Ni Komang ErvianiTHE JAKARTA POST ,  DENPASAR   |  Fri, 01/16/2009 4:45 PM  |  The Archipelago

The number of HIV-related deaths in Kerobokan State Penitentiary in Denpasar went up again last year.

As many as six inmates died of AIDS last year, up from five deaths in 2007 and three in 2006, a report from the prison HIV/AIDS task force revealed Thursday.

Agung Gde Hartawan, head of the task force said that most of the deaths occurred because the inmates were already sick when they went into prison. “We usually give them some level of health treatment inside the prison, but it’s more often that they came in with extremely deteriorated health conditions,” he said.

He added that the high mobility rate of inmates in Kerobokan impeded his task force’s ability to care for HIV-positive inmates.

“People go in and out of prison so fast, it’s really hard for us to decide on a good treatment,” he said.

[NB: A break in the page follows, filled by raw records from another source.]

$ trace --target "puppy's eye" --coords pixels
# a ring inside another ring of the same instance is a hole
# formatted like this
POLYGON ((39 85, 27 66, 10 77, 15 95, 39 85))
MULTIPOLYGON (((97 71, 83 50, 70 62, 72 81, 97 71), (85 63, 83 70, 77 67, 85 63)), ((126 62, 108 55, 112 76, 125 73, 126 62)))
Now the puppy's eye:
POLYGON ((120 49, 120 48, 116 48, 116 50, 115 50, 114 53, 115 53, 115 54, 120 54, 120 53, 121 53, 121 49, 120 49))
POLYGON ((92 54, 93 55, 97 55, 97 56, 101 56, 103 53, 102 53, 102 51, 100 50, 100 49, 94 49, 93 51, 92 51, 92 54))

The HIV/AIDS task force, which was established in 2002 as part of the Kerobokan prison’s effort to minimize the spread of HIV in the facility, is tasked with supplying prisoners with Antiretro Viral (ARV) drugs, providing HIV tests and educating prisoners on how to prevent HIV infections.

Despite the number of deaths, Agung said the efforts of the task force have shown good results in terms of preventing further infections

“This is as good as it gets. The prisoners are becoming more open to us and an increasing number of them are more willing to undergo test for HIV because there’s less stigma about the disease now,” he said.

*Novian, 42, A HIV-positive inmate who was sentenced for a drug related crime, agreed with Agung, saying that the task force had helped prevent further HIV infections in the prison. are still others who are afraid of me when they learn that I am HIV-positive, but after a while they understand that the disease doesn’t infect others that easily,” he said.

Novian, who is originally from Bandung, West Java, said that the access to health care he received from the task force has been very helpful, especially after he began receiving ARV drugs.

“I am so thankful that they have ARV drugs here now,” he said.

Kerobokan had 38 HIV-positive inmates in 2008, 14 of whom were released. In 2007, there were 39 inmates, while in 2006 there were 30 inmates.